“Le Venezuela est en crise à cause de la baisse des prix du pétrole”

Je n’avais pas prévu de reparler de la présidentielle à nouveau. Le fait est que certains concours de circonstances m’y obligent un peu. La montée de Jean-Luc Mélenchon dans les sondages et le possible retrait de Benoit Hamon en sa faveur poussent la France au bord du précipice.

J’avais déjà expliqué dans un précédent article en quoi le chiffrage du programme de Mélenchon était un énorme flan caramel. Ce n’est donc pas sur le chiffrage que je m’attarderai ici mais sur un argument qui revient régulièrement dans la défense des « Insoumis ».

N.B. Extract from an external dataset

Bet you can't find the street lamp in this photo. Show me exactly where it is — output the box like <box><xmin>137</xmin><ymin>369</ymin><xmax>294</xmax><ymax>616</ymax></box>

Lorsque des gens sensés évoquent le programme de ce dernier, ils rappellent à notre bolchévique gaulois le désastre humanitaire que constitue la situation au Venezuela, pays cher au cœur de JLM. La réponse souvent rétorquée par ses soutiens, quand elle ne se fonde pas sur le complot étasunien, (rappelons à toutes fins utiles que les Etats-Unis sont le premier partenaire économique du Venezuela) est la suivante : « si le Venezuela est en crise c’est parce que son économie est basée sur le pétrole et que les prix du baril ont chuté ».

C’est vrai, la crise serait peut-être (et je dis bien peut-être) moins rude si le baril se vendait à $100 mais c’est oublier pourquoi le Venezuela en est arrivé à cette situation extrême où plus de 90% de ses exportations sont dépendantes des exportations d’or noir.

Au début des années 2000, Chavez lance le plan Zamora qui vise à redistribuer les terres possédées par le gouvernement vers les agriculteurs et les terrains privés jugées « inutiles » par Chavez. A titre d’exemple, un golf rentrait dans la classification de terrains « inutiles ». Fin 2009, 4 millions d’hectares avaient été redistribués.

Dans le même temps, alors que le Venezuela avait autorisé à partir de 1995, l’exploration et l’activité de compagnies pétrolières privées aux côtés de la PDVSA (société nationale pétrolière du Venezuela), Chavez fait marche arrière et re-nationalise tout le secteur pétrolier.

Avant l’arrivée de Chavez, le Venezuela n’était déjà pas un modèle d’économie de marché. En 1975, le secteur pétrolier avait déjà été nationalisé, néanmoins, les acteurs privés avaient été compensés grâce aux importantes réserves de change du pays liées à la forte hausse des prix du baril. Ce ne sera pas le cas 25 ans plus tard.

Ces deux nationalisations massives provoquent donc une fuite des capitaux étrangers qui face à l’insécurité grandissante de leurs droits de propriété préfèrent ne plus investir au Venezuela. Il en va de même des entrepreneurs vénézuéliens, l’Etat leur envoie un signal qu’il peut tout saisir à tout moment pour le « redistribuer ».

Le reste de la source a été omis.